Широкие охотничьи лыжи, выструганные отцом из осины и тщательно смазанные парафином, споро катили по свежему снегу, торопясь поскорей доставить маленького ездока в пункт назначения. Егорке не было еще и восьми лет, а его – виданное ли дело! – уже отправили в лес, совершенно одного, собрать клюквы для новогоднего стола.
Как он гордился собой! Заячьего меха шапка с ушами залихватски торчала на самой макушке, роскошный, почти новый, короткий полушубок был застегнут на две пуговицы, выпроставшийся из-под него шарф шлейфом вился вслед за маленьким лыжником. Жаль только теплые, ватные штаны были чуть длинноваты, снег быстро набивался в них, и приходилось порой останавливаться ненадолго, отряхиваться. Но то были мелочи – по сравнению с тем, каким важным ощущал себя Егорка.

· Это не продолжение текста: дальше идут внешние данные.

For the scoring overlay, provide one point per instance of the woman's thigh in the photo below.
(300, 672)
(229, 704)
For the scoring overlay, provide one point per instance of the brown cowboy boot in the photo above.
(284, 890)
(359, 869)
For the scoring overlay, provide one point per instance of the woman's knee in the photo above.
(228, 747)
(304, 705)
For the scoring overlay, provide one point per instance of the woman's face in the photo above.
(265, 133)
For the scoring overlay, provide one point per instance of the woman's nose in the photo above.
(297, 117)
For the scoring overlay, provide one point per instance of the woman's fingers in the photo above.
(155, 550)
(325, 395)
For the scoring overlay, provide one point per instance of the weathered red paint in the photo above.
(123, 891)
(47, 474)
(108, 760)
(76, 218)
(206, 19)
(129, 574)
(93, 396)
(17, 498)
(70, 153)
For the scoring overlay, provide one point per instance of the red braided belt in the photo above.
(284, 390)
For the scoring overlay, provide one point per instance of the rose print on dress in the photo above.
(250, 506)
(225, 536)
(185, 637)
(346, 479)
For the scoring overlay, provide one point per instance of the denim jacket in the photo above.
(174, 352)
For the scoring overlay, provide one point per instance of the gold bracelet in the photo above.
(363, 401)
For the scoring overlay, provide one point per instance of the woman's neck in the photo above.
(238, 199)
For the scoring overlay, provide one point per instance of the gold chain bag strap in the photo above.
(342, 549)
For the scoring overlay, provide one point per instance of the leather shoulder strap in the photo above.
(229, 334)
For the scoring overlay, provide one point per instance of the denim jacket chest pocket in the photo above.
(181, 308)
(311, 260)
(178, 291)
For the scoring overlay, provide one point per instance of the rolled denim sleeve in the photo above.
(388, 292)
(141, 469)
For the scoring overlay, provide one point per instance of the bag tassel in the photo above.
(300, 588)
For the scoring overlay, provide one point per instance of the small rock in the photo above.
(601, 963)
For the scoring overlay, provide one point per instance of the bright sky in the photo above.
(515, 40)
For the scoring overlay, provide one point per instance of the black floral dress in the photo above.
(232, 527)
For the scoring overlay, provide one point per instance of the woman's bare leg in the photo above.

Вот бы его кто заметил из соседских мальчишек – тю, да они бы от зависти позеленели! Идет, скажем, Ванька Пашнин, с Центральной улицы, из дома номер четыре, ворчит себе под нос, как он это обычно делает, а тут Егорка мчит на лыжах мимо, да с такой скоростью, что Ваньку крутанет непременно вокруг своей оси, усядется он в сугроб, поправит шапку, и скажет, удивленно:
– Во даёт!
Но это уж он так, фантазировал. Нечего было Ваньке Пашнину в лесу делать, его дальше ограды-то бабушка редко пускала. Егорка, бывало, дразнил его за это, «Палисадником» обзывал. А Ванька все ворчал, да ворчал, и глядел на него хмуро, исподлобья.
В лесу пахло хвоей, древесной корой, да откуда-то со стороны деревни тянуло печным дымком. Эх, хорошо! Синее небо, такое гладкое и высокое, тишина, изредка нарушаемая перестуком дятла или свистом падающей с дерева шишки, скрип лыж и его, Егоркино, дыхание, горячее-прегорячее, такое, что даже шарф промок – что еще нужно для счастья?
Клюква, вот что. Недаром его отец отправил в лес, не просто ведь так, а с поручением, и поручением важным, особенным. Разве может какой стол, под Новый год, без клюквы обойтись? Знамо дело, то не стол будет, а так, столик. Но он, Егорка, празднику пропасть не даст, и ягоду, что найдет, домой принесет. Вот так, и не иначе.
Где искать клюкву, Егорка хорошо знал – не раз они с отцом ходили вглубь леса, туда, где ели громадными кронами заслоняли небосвод, нет-нет да покряхтывая пудовыми ветвями, будто они у них затекали, как у людей – запястья. Что таить, страшновато бывало Егорке в чаще, виделось ему, будто они с отцом путники, что забрели по незнанию, куда не следует, и вот-вот лесные духи их за это накажут – подзатыльников надают, или за уши оттаскают.
Вот отец – тот ничего и никогда не боялся. Егорка, бывало, вздрагивал от звуков, а отец только знай себе лоб хмурил, да из под бровей сдвинутых смотрел на него, а взгляд такой добрый-предобрый, надежный и уверенный. И тогда он успокаивался – знал, что уж кто-кто, а отец его в обиду точно не даст.
Но то вдвоем, а сегодня он совершенно один в лес поехал, как взрослый. С самого утра, как мама с сестрой начали на стол собирать, отец подошел к Егорке, положил крепкую ладонь на его плечо, и прогудел сверху:
– Ты вот что, сын, бери-ка лыжи, оденься тепло, и давай в лес, за клюквой. Сумку на пояс возьми, набери полную, и чтобы сразу домой, туда и обратно. Я тут пока по хозяйству пригожусь матери, туда съездить, здесь пособить. Ну, в общем, рассчитываю я на тебя. Справишься?